5. Alienates people from normal human emotional reactions. The priests of consumer culture — advertisers and marketers — know that fundamentalist consumers will consume more if they are especially pained by normal reactions such as boredom, frustration, sadness, and anxiety. If these priests can convince us that a given emotional state is shameful or evidence of a disease, then we will be more likely to buy not only psychiatric drugs but also luxury cars and all kinds of products to make ourselves feel better. However, when we become frightened and alienated from a natural human reaction, this “pain over pain” creates more fuel for self-destructive behaviors and other harmful actions.

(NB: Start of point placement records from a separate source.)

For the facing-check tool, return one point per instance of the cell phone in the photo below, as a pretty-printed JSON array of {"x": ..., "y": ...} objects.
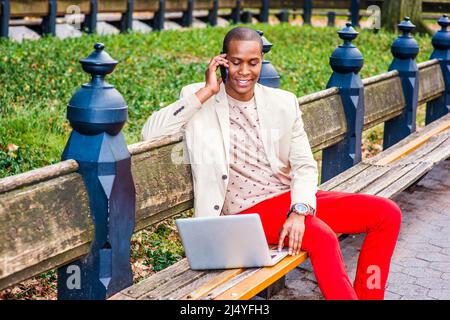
[{"x": 223, "y": 72}]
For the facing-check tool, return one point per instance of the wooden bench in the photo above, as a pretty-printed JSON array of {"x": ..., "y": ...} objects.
[{"x": 46, "y": 223}]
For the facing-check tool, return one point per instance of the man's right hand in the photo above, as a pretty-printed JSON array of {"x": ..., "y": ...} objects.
[{"x": 213, "y": 82}]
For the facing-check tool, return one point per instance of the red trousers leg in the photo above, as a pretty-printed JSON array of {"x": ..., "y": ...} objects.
[{"x": 340, "y": 212}]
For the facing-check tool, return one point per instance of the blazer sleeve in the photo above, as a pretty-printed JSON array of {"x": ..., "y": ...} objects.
[
  {"x": 304, "y": 172},
  {"x": 173, "y": 118}
]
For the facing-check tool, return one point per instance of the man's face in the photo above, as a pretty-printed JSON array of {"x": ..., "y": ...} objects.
[{"x": 245, "y": 61}]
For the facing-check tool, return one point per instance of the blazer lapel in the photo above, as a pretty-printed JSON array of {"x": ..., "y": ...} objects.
[
  {"x": 223, "y": 115},
  {"x": 267, "y": 131}
]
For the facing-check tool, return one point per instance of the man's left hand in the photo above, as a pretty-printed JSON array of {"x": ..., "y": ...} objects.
[{"x": 294, "y": 227}]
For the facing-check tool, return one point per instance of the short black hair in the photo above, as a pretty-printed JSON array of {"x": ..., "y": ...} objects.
[{"x": 241, "y": 34}]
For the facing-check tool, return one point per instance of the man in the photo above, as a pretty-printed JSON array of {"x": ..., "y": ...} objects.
[{"x": 249, "y": 153}]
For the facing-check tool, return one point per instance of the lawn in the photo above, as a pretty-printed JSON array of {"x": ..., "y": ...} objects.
[{"x": 38, "y": 78}]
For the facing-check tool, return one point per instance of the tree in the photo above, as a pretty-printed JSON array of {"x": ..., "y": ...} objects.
[{"x": 394, "y": 11}]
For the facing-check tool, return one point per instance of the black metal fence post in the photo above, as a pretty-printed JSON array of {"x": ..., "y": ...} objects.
[
  {"x": 97, "y": 112},
  {"x": 307, "y": 11},
  {"x": 49, "y": 21},
  {"x": 188, "y": 15},
  {"x": 90, "y": 21},
  {"x": 159, "y": 18},
  {"x": 346, "y": 62},
  {"x": 354, "y": 12},
  {"x": 213, "y": 13},
  {"x": 264, "y": 12},
  {"x": 4, "y": 19},
  {"x": 236, "y": 12},
  {"x": 331, "y": 18},
  {"x": 126, "y": 23},
  {"x": 269, "y": 76},
  {"x": 404, "y": 50},
  {"x": 441, "y": 43}
]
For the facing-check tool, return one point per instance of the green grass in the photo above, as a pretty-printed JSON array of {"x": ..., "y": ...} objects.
[{"x": 38, "y": 78}]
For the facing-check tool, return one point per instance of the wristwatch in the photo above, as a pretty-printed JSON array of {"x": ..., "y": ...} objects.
[{"x": 301, "y": 209}]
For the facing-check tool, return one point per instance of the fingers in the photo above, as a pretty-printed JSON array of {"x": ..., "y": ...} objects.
[
  {"x": 291, "y": 242},
  {"x": 281, "y": 240},
  {"x": 295, "y": 245},
  {"x": 219, "y": 60}
]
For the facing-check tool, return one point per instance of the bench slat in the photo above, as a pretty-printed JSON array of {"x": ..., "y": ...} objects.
[
  {"x": 435, "y": 150},
  {"x": 208, "y": 277},
  {"x": 262, "y": 278},
  {"x": 392, "y": 152},
  {"x": 395, "y": 173},
  {"x": 49, "y": 222},
  {"x": 216, "y": 282},
  {"x": 231, "y": 283},
  {"x": 412, "y": 144},
  {"x": 362, "y": 180},
  {"x": 158, "y": 279},
  {"x": 344, "y": 176},
  {"x": 407, "y": 180}
]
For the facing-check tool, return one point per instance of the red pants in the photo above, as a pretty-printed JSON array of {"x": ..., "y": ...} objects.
[{"x": 341, "y": 212}]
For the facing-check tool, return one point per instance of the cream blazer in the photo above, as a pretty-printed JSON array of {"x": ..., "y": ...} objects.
[{"x": 206, "y": 130}]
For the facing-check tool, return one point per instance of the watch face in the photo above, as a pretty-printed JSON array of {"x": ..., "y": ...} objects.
[{"x": 300, "y": 207}]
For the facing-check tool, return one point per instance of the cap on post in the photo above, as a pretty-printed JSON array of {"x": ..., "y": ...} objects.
[
  {"x": 269, "y": 76},
  {"x": 405, "y": 46},
  {"x": 347, "y": 58},
  {"x": 441, "y": 39},
  {"x": 97, "y": 106}
]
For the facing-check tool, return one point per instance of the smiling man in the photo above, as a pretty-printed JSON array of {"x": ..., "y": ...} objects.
[{"x": 249, "y": 153}]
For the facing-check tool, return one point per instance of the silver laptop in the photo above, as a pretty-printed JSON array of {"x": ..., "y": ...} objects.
[{"x": 223, "y": 242}]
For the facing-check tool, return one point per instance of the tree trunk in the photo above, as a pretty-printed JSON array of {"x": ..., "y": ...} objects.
[{"x": 394, "y": 11}]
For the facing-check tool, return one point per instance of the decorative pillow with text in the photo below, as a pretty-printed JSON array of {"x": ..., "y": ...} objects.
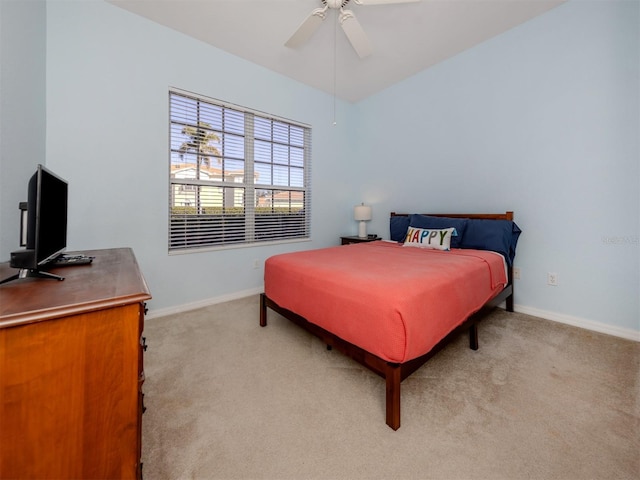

6. Sells false hope that creates more pain. The faith of fundamentalist consumerism is that we will one day discover a product that can predictably manipulate moods without any downsides. Modern psychiatry is a full member of consumer culture; its “Holy Grail” is a search for that antidepressant which can take away the pain of despair but does not destroy life. In the late nineteenth century, Sigmund Freud thought he had found it with cocaine. In the middle of the twentieth century, psychiatrists thought they had found it with amphetamines, and later they thought they had found it with tricyclic antidepressants like Tofranil and Elavil. At the end of the twentieth century, there were the SSRIs such as Prozac, Paxil, and Zoloft which were ultimately found to create dependency and painful withdrawal and to be no more effective than placebos. Whatever the antidepressant drug, it is introduced as a fulfillment of the dream of the Holy Grail: taking away depression without destroying life. Time after time, it is then discovered that when one tinkers with neurotransmitters, there is–as there is with electroshock and psychosurgery–damage to life.
The essence of fundamentalism is a rejection of both reason and experience. Fundamentalists are attached to dogma, and if their dogma fails, fundamentalists don’t give it up but instead resolve to deepen their faith and double down on their dogma. It is easy to recognize the destructiveness caused by another’s fundamentalism but difficult to acknowledge the damage caused by one’s own fundamentalism.
Bruce E. Levine is a clinical psychologist and author of Surviving America’s Depression Epidemic: How to Find Morale, Energy, and Community in a World Gone Crazy (Chelsea Green Publishing, 2007).